Mostrando entradas con la etiqueta Charles Davillier. Mostrar todas las entradas
Mostrando entradas con la etiqueta Charles Davillier. Mostrar todas las entradas

San Ildefonso

La leyenda de la casulla es una de las más populares de Toledo. San Ildefonso, arzobispo de esta ciudad en el siglo XVI, había escrito una obra en alabanza de la virginidad de la Madre de Dios. La Virgen, queriendo mostrar su contento a Ildefonso, descendió del cielo una mañana y asistió a la misa, sentada en la silla del arzobispo. Esta silla, desde entonces, no ha vuelto a ser ocupada. Se asegura incluso que tan pronto como un profano osa sentarse en ella es expulsado inmediatamente por los ángeles. La Virgen, al poner sobre los hombros del santo arzobispo la casulla que únicamente él debía vestir, se la dio como procedente de los tesoros de su Hijo.
Vimos también en la capilla del santo patrono de Toledo la losa rodeada de mármol rojo sobre la que la reina del cielo puso sus pies (…) Una reja protege a la piedra santa. Pero se ha dejado un espacio bastante grande para que los fieles puedan tocarla con la punta del dedo, que después llevan piadosamente a los labios.

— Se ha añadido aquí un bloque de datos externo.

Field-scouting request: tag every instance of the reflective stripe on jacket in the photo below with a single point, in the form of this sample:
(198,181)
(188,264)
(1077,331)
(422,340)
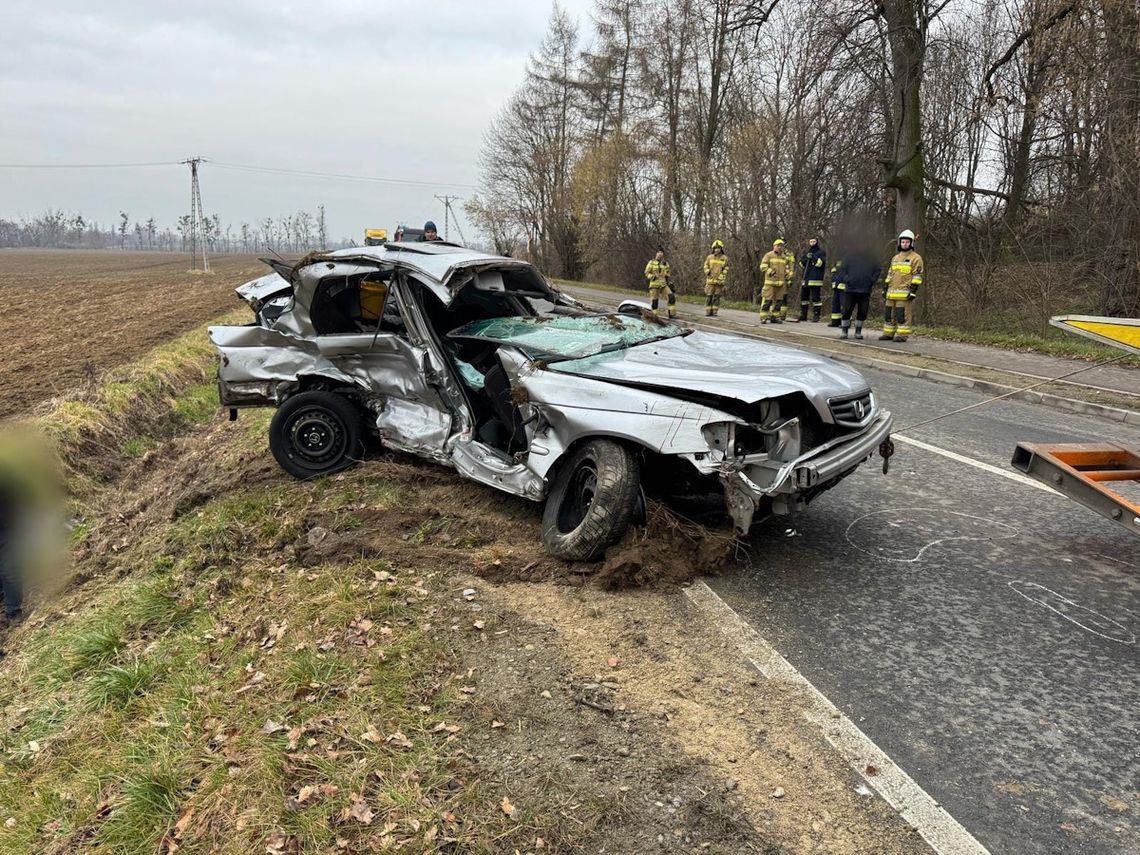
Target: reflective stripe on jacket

(Charles Davillier. Viaje por España. 1874)



 

Trono y centro del mundo

Se ha dicho de Toledo que debe parte de su gloria a que es imposible averiguar su antigüedad. Seguramente hay pocas ciudades en España que puedan vanagloriarse de un origen tan remoto. Pero hay también pocas cuya historia haya sido mezclada con fábulas tan ridículas. Unos han pretendido que vinieron los judíos a establecerse en ella después de la cautividad de Babilonia. Otros atribuyen su fundación a Hércules o también a Túbal, hijo de Caín, que se estableció allí ciento cuarenta y tres años, ni uno más ni uno menos, después del diluvio universal.
Los antiguos historiadores españoles cuentan toda clase de fábulas con motivo de la antigüedad de su país; según ellos, entre los primeros príncipes que gobernaron la Península figuran personajes fabulosos como Caco, Hércules el Grande, Osiris, Atlas y otros cuya existencia es, cuando menos, problemática. Estas son las fábulas que hicieron decir burlonamente a un escritor, el abate de Vayrac, que los historiadores consideraban a Adán el primer rey de Toledo y que, según ellos, el sol, desde que fue creado, se había elevado por encima de la ciudad, que era el trono y el centro del mundo.